One-time setup (maintainers)
# 1. Developer ID Application cert in your login keychain (needs an Apple Developer account)
security find-identity -p codesigning -v # find your identity
# 2. notarytool keychain profile (prompts for an app-specific password — never pass it on the CLI)
xcrun notarytool store-credentials <profile-name> \
--apple-id <your-apple-id> --team-id <your-team-id>
# 3. Export both for the signed targets
export DEVELOPER_ID='Developer ID Application: Your Name (TEAMID)'
export NOTARY_PROFILE='<profile-name>'
Dev install on your own machine (fast — no notarization)

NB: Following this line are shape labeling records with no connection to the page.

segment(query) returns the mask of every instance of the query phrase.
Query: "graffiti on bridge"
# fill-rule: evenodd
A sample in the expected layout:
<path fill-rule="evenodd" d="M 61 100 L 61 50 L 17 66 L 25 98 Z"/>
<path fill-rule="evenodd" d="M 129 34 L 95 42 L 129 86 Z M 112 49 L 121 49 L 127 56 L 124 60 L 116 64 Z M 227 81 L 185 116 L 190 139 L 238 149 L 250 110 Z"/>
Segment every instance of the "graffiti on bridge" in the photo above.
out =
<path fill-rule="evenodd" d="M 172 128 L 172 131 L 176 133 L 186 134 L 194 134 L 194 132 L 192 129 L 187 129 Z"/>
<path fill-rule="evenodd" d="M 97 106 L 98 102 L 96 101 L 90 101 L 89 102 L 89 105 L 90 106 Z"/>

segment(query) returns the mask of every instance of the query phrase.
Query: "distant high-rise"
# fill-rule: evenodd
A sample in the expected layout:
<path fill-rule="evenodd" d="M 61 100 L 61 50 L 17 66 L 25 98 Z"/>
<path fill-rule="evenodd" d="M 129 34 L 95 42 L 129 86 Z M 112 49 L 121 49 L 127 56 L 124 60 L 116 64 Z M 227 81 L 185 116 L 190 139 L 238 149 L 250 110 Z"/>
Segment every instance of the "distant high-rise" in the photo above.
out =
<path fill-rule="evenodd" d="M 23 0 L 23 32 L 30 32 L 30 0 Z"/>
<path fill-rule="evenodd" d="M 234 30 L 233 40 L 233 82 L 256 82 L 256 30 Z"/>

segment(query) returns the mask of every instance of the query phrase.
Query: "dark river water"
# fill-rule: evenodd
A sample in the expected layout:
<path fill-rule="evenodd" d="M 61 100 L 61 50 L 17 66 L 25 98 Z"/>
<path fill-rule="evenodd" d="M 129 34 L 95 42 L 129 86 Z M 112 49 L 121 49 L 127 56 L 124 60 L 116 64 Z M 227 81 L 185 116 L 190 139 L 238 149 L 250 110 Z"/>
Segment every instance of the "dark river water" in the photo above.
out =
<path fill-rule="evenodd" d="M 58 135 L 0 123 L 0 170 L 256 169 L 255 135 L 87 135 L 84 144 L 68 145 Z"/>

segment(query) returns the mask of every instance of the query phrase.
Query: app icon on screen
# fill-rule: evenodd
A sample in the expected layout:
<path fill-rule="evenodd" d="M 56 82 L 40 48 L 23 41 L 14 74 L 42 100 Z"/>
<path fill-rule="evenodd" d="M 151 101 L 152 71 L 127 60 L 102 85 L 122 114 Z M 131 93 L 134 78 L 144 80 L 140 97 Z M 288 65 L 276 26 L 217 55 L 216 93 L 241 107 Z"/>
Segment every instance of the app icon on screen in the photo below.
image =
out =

make install-signed # build + Developer ID sign + copy to ~/bin
Use this to get a stable FDA grant on your own Mac without waiting for Apple notarization: your own cert launches fine locally, and the grant survives future rebuilds. Grant Full Disk Access once to ~/bin/CheAppleMailMCP and you are done.
Distribution release (signed + notarized + published)
make release-signed VERSION=vX.Y.Z # wraps scripts/release.sh with REQUIRE_CODESIGN=1
This builds a universal (arm64 + x86_64) binary, signs it, notarizes it (1–15 min Apple round-trip), and uploads it to the GitHub release. Forks without certs can still cut an unsigned dev release with SKIP_CODESIGN=1 ./scripts/release.sh vX.Y.Z.
Contributing
Contributions are welcome! Please feel free to submit a Pull Request.
License
MIT License - see LICENSE for details.